Entries in administration (2)

Tuesday
Sep022008

Reloading an Unload

For reasons' I cant work out the GUI sometimes flakes out with the error

Cannot store variable because record/cir is locked. (Warning 738)

Not sure why this is happening, its been reported to SIR, in the meantime you can still continue to use reload from the command line with

RELOAD FILE dbname
filename='XXX.UNL'

Wednesday
Aug062008

Importing SPSS data into SIR

SIR does not support importing SPSS data files directly. Technically it is possible using ODBC, but no one has ever got that to work reliably, and even if you did, you would not be able to import the variable labels, value labels, missings etc.

Various other ways have been used, including editing SPSS Data Lists and importing the raw batch data, exporting SPSS as csv etc and whilst some of them work it is all rather unsatisfactory and recent versions of SPSS have made it even harder.

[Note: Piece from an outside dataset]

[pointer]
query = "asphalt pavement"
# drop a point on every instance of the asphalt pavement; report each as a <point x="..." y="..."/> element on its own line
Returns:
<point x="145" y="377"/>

As part of the migration of 3 British cohort studies into SIR, I wrote a couple of programs in Python to take an SPSS portable file, and create a SIR schema and import that into the defined SIR record. It is available from the CLS Website

Limitations

A few things are not supported in the program

  • No strings longer than 80 characters anywhere
  • Strings must have no missing values and no value labels
  • Times and dates must be positive
  • The CASEID has to be the first variable in the SPSS file
  • More than 3 discrete missing values actually in the data
python spss_parser.py -f <input file> -s <sir configuration file>

The program has a helper 'configuration' file which specifies the inputs, outputs and a number of parameters such as record name, specifies the BDI parameters and can optionally be used to create the database.

# SIR SCHEMA NAME
sir_schema_name|mcs1.pqo
# SIR BATCH INPUT NAME
sir_batch_input|mcs1.dat
# SIR SCHEMA HEADER INFORMATION
RUN NAME|Conversion from SPSS file mcs1.por
TASK NAME|INITIALIZATION
NEW FILE|mcs1
JOURNAL|On
N OF CASES|25000
MAX INPUT COLS|104
caseid|serial
caseid_type|A
rectype_cols_start|100
rectype_cols_end|102
MAX REC TYPES|100
MAX REC COUNT|50
MAX KEY SIZE|20
COMMON VARS|serial (A7)/
DOCUMENT|MCS Sweep One
record_number|1
record_name|mcs1
keyfield|1
KEY FIELDS|mpflag
TASK NAME|RECORD 1 (MCS1) SCHEMA DEFINITION
RECORD SCHEMA|1 MCS1
SEQUENCE CHECK|OFF
MAX REC COUNT|1200
#other info
default_data_width|90
#this should be greater than the width of the CASEID
default_data_indent|10
# only for use on first record created
db_setup|1